Cytokinetic Abscission and the Abscission Checkpoint

We, and others, have shown that cultured cells use the ESCRT pathway to perform the final step of cytokinesis that cuts the ingressed cleavage furrow to create independent daughter cells (termed “abscission”). We want to learn the molecular mechanics of this membrane fission process, and also determine how the ESCRT machinery recruits and collaborates with other factors that supply essential activities such as severing of spindle microtubules within the intercellular bridge (termed the midbody). We are also interested in understanding how and why cytokinetic abscission is delayed in response to several different kinds of mitotic errors such as the presence of missegregated DNA within the midbody (termed the “abscission/NoCut checkpoint”).

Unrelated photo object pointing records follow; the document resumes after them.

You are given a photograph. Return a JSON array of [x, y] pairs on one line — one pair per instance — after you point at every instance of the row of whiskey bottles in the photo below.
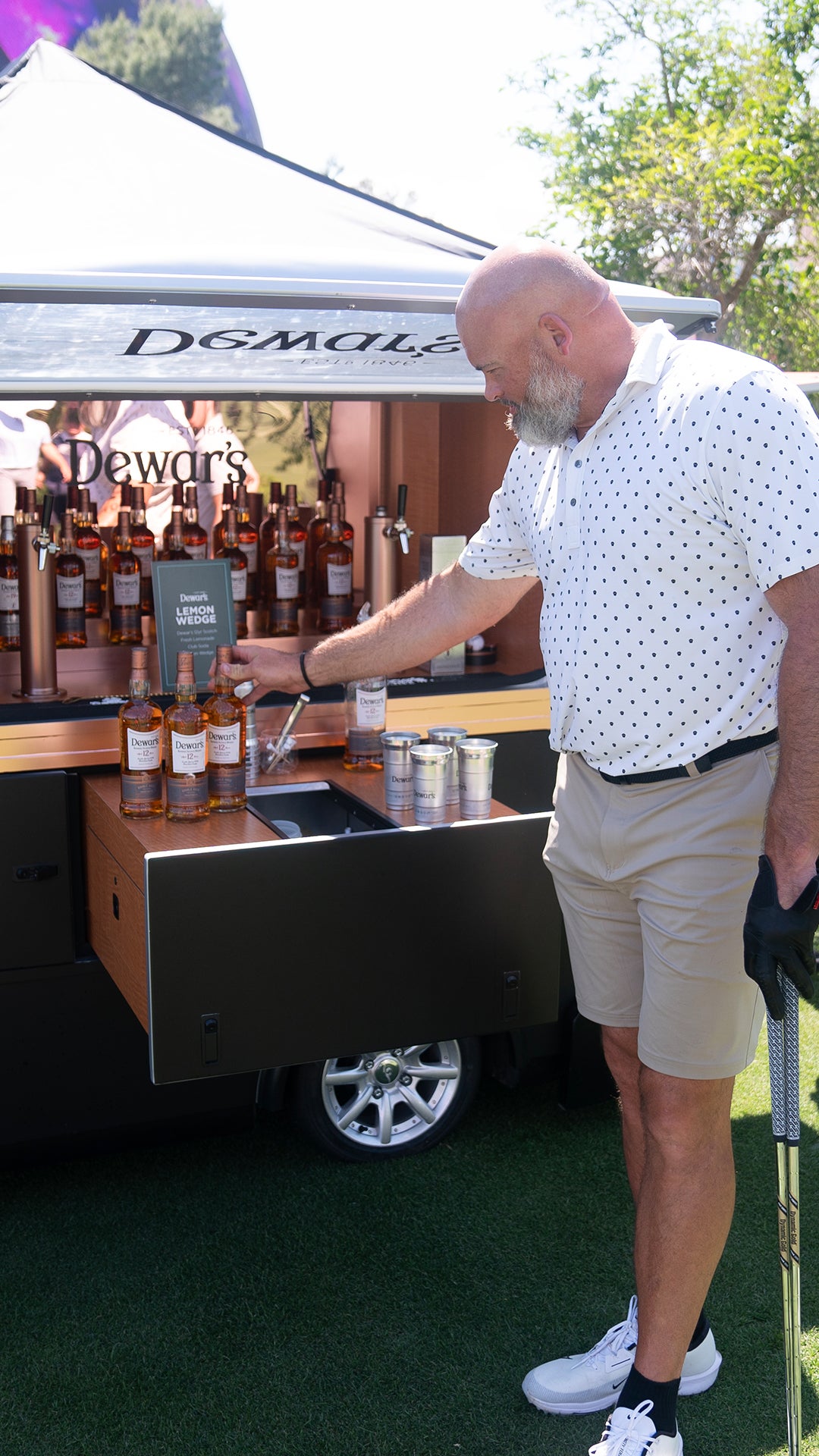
[[200, 747]]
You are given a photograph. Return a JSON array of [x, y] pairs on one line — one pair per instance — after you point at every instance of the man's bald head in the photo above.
[[534, 306]]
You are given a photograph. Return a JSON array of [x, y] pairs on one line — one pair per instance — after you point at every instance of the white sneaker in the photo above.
[[577, 1385], [632, 1433]]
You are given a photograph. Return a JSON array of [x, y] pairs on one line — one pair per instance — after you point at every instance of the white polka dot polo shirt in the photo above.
[[656, 538]]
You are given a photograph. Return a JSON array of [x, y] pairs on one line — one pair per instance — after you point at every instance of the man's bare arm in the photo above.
[[428, 619], [792, 829]]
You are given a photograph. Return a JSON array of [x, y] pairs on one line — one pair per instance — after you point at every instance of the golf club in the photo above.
[[783, 1060]]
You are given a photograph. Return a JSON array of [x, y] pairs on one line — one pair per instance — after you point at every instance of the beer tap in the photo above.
[[400, 530], [42, 542]]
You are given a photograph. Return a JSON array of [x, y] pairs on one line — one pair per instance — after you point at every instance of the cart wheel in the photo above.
[[387, 1104]]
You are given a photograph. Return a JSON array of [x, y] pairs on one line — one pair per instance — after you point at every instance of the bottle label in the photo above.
[[223, 743], [286, 582], [188, 752], [340, 580], [89, 558], [140, 788], [371, 707], [187, 792], [226, 783], [143, 748], [126, 588], [9, 595], [71, 592], [145, 557]]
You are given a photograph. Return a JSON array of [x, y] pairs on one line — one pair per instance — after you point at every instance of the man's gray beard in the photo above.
[[550, 408]]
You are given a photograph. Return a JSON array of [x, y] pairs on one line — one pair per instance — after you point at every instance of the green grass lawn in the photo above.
[[245, 1296]]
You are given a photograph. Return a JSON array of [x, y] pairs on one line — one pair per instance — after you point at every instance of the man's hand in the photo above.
[[780, 938]]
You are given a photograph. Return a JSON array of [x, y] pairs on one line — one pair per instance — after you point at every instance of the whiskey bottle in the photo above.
[[219, 528], [88, 545], [140, 745], [316, 528], [124, 615], [143, 546], [226, 720], [365, 714], [194, 536], [281, 571], [238, 571], [69, 585], [297, 538], [175, 529], [177, 503], [248, 544], [186, 747], [267, 533], [9, 588], [334, 577]]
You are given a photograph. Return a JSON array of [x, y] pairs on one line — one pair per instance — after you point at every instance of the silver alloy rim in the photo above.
[[390, 1098]]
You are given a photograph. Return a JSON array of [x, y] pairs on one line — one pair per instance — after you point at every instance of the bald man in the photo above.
[[665, 494]]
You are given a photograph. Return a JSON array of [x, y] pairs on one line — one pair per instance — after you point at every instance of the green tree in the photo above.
[[701, 175], [174, 52]]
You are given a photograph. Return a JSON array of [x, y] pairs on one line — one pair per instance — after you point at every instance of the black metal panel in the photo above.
[[36, 871], [278, 954]]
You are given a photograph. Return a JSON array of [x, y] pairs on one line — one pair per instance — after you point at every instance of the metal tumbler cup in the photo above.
[[398, 767], [450, 736], [475, 762], [430, 764]]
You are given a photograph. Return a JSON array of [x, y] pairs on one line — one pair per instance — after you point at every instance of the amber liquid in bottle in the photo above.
[[268, 532], [316, 530], [143, 546], [140, 745], [281, 571], [334, 577], [178, 503], [238, 571], [177, 536], [88, 545], [297, 539], [124, 612], [226, 717], [69, 585], [194, 536], [186, 748], [9, 588], [248, 539]]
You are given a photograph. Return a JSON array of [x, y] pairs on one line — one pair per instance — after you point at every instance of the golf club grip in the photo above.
[[790, 1027], [777, 1074]]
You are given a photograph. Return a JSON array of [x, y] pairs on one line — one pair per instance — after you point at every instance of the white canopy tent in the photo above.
[[171, 259]]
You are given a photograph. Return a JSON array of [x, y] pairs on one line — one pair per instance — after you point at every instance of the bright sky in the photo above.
[[413, 98]]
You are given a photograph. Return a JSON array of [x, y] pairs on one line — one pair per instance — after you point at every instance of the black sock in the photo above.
[[703, 1327], [662, 1395]]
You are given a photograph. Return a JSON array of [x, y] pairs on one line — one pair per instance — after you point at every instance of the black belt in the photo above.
[[692, 770]]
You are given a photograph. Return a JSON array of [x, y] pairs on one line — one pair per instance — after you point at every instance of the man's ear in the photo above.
[[554, 332]]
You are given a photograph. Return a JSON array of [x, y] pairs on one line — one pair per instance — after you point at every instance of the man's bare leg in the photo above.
[[679, 1159]]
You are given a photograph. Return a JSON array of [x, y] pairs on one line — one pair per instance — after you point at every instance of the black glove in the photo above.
[[780, 938]]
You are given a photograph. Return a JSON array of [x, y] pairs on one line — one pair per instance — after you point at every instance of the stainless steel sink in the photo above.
[[308, 810]]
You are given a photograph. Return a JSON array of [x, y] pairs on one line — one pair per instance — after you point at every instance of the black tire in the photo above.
[[406, 1100]]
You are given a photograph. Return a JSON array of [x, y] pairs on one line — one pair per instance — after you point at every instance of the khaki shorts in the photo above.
[[653, 881]]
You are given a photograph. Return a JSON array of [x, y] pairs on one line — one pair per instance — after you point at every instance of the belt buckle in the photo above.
[[698, 766]]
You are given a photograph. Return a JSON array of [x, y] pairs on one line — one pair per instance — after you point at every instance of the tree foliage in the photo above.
[[703, 175], [174, 52]]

Current projects in the lab focus on: 1) understanding how the related AAA ATPases VPS4, Spastin, and Katanin recognize and remodel ESCRT-III filaments and spindle microtubules within the midbody, 2) identifying inhibitors of VPS4 and using them to inhibit cancers that have lost partial VPS4 activity through bystander aneuploidy, 3) learning how mitotic errors are sensed and how this information is relayed to inactivate the ESCRT machinery and delay abscission, 4) identifying and characterizing new ESCRT-III cofactors that function in abscission or in the NoCut checkpoint, such as the recently described Calpain-7 cysteine protease, and 5) characterizing the formation, architecture, and function of the abscission checkpoint body, a newly described cytoplasmic organelle that functions to maintain NoCut checkpoint activity.

Fluorescence image showing cytoplasmic abscission checkpoint bodies, which form when the Abscission/NoCut checkpoint is maintained by the presence of mitotic errors.

Fluorescence image showing cytoplasmic abscission checkpoint bodies, which form when the Abscission/NoCut checkpoint is maintained by the presence of mitotic errors.